Despite their misleading name, black holes are not just empty space. Indeed, they come in more than one size. Besides the supermassive variety, there are black holes of stellar mass that form when an extremely massive star runs out of its necessary supply of nuclear-fusing fuel and violently explodes as a core-collapse (Type II) supernova. The gravitational collapse of an especially massive star heralds its natural “death”. When a doomed heavy star has no more nuclear-fusing fuel to burn, it has reached the end of the stellar road. Nuclear-fusion within a still-“living” roiling, broiling, brilliant star, creates radiation pressure that tries to push all of the stellar material outward. In the meantime, the star’s own gravity tries to pull everything inward. This creates a delicate balance that keeps a star bouncy. Alas, when a giant, massive star runs out of fuel, and contains a heavy iron-nickel core, it can no longer churn out pressure. Gravity wins in the end. The star’s core collapses and it goes supernova.
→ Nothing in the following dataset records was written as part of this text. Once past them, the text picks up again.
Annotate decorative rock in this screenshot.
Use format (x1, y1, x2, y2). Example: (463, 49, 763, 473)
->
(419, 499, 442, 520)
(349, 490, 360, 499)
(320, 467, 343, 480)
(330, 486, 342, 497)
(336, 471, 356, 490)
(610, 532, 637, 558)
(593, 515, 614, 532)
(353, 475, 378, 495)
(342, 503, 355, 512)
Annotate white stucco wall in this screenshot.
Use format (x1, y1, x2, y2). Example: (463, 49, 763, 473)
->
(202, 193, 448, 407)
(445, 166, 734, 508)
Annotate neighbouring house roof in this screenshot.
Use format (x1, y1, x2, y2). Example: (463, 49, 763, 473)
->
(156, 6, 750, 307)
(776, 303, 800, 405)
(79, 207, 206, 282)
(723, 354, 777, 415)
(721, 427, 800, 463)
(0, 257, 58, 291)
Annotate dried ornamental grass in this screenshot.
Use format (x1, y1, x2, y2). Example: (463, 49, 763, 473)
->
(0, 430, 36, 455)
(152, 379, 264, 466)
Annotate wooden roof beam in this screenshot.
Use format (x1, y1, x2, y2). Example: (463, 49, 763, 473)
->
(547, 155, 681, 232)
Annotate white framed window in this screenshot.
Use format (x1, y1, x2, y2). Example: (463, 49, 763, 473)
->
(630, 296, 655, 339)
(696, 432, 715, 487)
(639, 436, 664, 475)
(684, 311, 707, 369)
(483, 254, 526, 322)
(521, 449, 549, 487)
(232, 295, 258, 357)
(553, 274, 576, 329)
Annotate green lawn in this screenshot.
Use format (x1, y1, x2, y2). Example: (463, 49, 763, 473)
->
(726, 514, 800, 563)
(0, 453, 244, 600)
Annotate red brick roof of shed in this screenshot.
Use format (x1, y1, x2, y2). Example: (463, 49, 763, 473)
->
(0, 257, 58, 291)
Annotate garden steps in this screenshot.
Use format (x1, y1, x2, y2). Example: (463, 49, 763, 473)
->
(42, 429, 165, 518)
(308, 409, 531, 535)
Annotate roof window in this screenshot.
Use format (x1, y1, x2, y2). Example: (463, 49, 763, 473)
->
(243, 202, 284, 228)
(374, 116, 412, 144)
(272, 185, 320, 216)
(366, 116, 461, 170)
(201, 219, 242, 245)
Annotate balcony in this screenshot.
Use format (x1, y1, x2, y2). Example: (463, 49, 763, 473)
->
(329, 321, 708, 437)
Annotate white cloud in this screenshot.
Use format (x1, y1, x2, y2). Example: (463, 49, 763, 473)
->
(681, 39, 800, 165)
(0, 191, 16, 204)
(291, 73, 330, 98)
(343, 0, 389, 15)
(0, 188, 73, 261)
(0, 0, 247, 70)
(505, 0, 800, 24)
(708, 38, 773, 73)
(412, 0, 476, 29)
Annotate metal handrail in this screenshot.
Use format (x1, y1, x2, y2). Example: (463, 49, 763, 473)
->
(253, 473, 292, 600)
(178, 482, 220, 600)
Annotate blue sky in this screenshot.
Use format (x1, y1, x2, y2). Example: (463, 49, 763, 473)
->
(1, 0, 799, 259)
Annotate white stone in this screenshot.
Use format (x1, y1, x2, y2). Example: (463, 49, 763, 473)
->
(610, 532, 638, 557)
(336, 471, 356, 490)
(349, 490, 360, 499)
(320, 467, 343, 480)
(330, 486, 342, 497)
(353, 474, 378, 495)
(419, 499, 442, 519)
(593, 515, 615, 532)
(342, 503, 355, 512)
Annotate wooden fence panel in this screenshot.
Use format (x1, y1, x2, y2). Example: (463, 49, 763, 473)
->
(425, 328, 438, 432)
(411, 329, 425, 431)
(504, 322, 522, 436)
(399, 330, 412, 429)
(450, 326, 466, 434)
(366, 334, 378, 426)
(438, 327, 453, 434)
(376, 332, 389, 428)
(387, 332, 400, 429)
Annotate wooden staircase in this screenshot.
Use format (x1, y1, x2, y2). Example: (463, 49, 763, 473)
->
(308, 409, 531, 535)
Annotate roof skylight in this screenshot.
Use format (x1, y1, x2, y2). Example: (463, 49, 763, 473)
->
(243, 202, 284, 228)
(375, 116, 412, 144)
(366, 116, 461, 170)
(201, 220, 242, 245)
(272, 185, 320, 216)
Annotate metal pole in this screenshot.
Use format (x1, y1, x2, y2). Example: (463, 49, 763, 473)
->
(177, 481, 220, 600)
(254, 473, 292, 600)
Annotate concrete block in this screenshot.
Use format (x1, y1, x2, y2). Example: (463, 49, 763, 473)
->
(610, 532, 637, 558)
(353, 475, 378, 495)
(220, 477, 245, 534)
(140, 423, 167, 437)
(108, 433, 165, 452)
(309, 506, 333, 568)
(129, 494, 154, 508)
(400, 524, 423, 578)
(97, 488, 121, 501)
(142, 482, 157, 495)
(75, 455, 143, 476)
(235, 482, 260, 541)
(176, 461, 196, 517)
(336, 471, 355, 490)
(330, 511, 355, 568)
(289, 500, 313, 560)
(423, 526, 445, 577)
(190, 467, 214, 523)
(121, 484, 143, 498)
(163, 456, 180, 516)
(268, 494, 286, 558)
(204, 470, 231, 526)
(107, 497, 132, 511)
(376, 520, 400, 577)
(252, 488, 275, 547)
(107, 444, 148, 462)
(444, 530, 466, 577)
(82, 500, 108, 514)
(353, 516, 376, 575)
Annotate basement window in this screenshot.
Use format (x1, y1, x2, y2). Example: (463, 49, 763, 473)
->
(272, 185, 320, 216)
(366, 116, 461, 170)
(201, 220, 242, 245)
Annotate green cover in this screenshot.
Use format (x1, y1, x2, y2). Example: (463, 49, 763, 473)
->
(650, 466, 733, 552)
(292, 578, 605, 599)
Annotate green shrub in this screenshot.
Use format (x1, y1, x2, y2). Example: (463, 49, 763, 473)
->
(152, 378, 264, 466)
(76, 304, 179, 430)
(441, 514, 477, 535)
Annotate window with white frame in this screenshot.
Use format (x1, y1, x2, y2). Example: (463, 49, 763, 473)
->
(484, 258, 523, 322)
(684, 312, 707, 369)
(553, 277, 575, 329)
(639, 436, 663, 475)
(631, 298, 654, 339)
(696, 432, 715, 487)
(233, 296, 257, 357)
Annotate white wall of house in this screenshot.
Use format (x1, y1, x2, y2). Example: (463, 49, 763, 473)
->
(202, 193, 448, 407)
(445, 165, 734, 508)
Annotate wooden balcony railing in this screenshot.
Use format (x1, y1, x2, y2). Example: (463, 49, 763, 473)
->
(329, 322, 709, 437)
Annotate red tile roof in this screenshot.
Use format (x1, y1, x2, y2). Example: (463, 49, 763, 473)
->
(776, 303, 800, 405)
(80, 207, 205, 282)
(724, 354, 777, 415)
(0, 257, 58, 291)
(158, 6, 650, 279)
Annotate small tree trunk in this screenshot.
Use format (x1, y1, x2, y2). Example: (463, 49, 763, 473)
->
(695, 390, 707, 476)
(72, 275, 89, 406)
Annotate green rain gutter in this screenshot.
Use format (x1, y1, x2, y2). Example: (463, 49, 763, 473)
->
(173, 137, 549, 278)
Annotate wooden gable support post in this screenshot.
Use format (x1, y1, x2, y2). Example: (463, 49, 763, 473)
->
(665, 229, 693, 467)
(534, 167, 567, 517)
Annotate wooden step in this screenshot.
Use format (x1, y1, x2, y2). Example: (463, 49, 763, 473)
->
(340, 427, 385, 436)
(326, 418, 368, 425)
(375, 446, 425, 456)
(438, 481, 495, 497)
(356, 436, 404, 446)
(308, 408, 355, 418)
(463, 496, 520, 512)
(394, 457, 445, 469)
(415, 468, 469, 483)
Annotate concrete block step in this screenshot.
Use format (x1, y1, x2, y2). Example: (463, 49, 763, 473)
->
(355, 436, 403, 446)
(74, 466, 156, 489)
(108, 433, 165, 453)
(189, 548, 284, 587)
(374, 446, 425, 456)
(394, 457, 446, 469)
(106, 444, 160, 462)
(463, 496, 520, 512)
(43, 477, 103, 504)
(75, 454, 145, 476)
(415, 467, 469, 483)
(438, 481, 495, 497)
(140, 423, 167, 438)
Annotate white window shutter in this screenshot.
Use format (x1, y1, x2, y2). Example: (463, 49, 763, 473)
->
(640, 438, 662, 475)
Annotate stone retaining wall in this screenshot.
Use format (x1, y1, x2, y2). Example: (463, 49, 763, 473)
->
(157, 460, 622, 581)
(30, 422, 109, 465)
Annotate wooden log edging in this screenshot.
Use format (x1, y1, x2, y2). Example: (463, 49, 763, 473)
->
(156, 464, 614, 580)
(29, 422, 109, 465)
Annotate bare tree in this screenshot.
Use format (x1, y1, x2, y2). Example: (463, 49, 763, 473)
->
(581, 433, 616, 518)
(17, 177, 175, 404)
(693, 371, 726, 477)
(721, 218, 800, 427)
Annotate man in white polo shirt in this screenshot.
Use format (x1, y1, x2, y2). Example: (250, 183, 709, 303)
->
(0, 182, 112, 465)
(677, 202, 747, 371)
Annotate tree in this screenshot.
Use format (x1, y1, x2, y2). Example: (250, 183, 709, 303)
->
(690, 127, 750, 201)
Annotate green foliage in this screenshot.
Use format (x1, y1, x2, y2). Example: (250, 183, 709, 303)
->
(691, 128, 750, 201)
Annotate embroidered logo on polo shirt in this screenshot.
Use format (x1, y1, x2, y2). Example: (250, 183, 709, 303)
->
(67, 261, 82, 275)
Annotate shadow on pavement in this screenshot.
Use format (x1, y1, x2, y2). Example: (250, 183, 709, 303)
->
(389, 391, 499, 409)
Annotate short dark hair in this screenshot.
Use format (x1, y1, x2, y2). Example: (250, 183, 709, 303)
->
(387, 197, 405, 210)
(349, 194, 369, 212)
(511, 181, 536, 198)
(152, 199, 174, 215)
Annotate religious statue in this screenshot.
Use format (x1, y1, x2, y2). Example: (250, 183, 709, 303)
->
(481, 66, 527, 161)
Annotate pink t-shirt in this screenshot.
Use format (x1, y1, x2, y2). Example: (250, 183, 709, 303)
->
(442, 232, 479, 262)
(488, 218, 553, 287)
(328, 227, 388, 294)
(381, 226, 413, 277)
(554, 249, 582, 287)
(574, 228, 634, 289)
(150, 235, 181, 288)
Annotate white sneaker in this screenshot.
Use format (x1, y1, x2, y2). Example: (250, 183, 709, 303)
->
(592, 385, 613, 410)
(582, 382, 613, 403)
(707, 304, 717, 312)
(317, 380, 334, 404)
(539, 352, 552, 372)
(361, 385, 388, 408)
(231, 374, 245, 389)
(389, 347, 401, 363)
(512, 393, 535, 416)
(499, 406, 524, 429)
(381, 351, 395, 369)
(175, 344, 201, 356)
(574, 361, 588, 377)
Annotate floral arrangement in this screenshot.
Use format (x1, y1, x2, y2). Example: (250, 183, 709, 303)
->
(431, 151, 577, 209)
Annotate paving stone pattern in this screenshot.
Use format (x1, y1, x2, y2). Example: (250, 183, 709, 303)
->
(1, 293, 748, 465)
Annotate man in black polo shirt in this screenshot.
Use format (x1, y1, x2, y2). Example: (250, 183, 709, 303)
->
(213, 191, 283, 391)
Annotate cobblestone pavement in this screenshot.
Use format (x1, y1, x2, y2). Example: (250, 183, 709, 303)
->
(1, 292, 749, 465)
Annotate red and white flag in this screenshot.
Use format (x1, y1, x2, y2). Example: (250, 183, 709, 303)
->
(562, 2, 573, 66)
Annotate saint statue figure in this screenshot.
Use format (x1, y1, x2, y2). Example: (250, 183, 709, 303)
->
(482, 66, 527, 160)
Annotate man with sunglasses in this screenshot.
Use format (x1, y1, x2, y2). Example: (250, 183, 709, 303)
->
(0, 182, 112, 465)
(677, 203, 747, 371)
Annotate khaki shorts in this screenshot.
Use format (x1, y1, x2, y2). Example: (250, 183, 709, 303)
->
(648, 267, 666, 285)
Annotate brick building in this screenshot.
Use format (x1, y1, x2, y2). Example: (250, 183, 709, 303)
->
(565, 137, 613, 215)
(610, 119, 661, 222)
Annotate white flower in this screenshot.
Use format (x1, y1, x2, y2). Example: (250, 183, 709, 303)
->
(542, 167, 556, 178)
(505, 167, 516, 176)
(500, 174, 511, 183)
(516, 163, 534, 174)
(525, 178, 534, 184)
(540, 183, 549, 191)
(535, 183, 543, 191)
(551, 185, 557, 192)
Where once a star existed, there is a star no more.
Astronomers have also found convincing evidence of the existence of intermediate mass black holes that weigh less than their supermassive kin, but more than their stellar-mass “relatives”. Crush enough mass into a small enough space and a black hole will form every time. Some scientists have proposed that these intermediate mass objects met up with one another and merged in the early Cosmos. For this reason, it has been suggested that they served as the “seeds” that created the supermassive black holes that haunt the mysterious hearts of most, if not all, large galaxies, including our own.
The Milky Way’s resident supermassive black hole is not a lonely gravitational beast. Sagittarius A* has plenty of company. Indeed, theoretical studies indicate that a large population of black holes of stellar mass–possibly a many as 20,000–could be tripping the light fantastic around our own Galaxy’s resident central black hole. A study published in 2018, that was based on data acquired from Chandra, suggests the existence of a treasure trove of stellar mass black holes haunting the core of our Milky Way.
Some current theories propose that supermassive black holes already existed in the ancient Universe. During that very early era, clouds of gas and doomed stars whirled around and then down into the hungry beast’s waiting, greedy, gravitational snatching claws, nevermore to to return from the violently swirling maelstrom encircling this bizarre entity. As the captured, doomed material swirled down to its inevitable demise, it formed a brilliant, violent storm of glaring material around the black hole–its accretion disk (quasar). As this bright and fiery material became hotter and hotter, it hurled out a raging storm of radiation–especially as it traveled ever closer to the event horizon , which is the point of no return.
In the 18th-century, John Michell and Pierre-Simon Laplace proposed the possibility that there could really exist in nature such insults to our Earth-evolved common sense as black holes. In 1915, Albert Einstein, in his General Theory of Relativity, predicted the existence of objects bearing such powerful gravitational fields that anything unfortunate enough to wander too close to their pull would be consumed. Nevertheless, this concept seemed so outrageous at the time that Einstein rejected his own idea–even though his calculations proclaimed otherwise.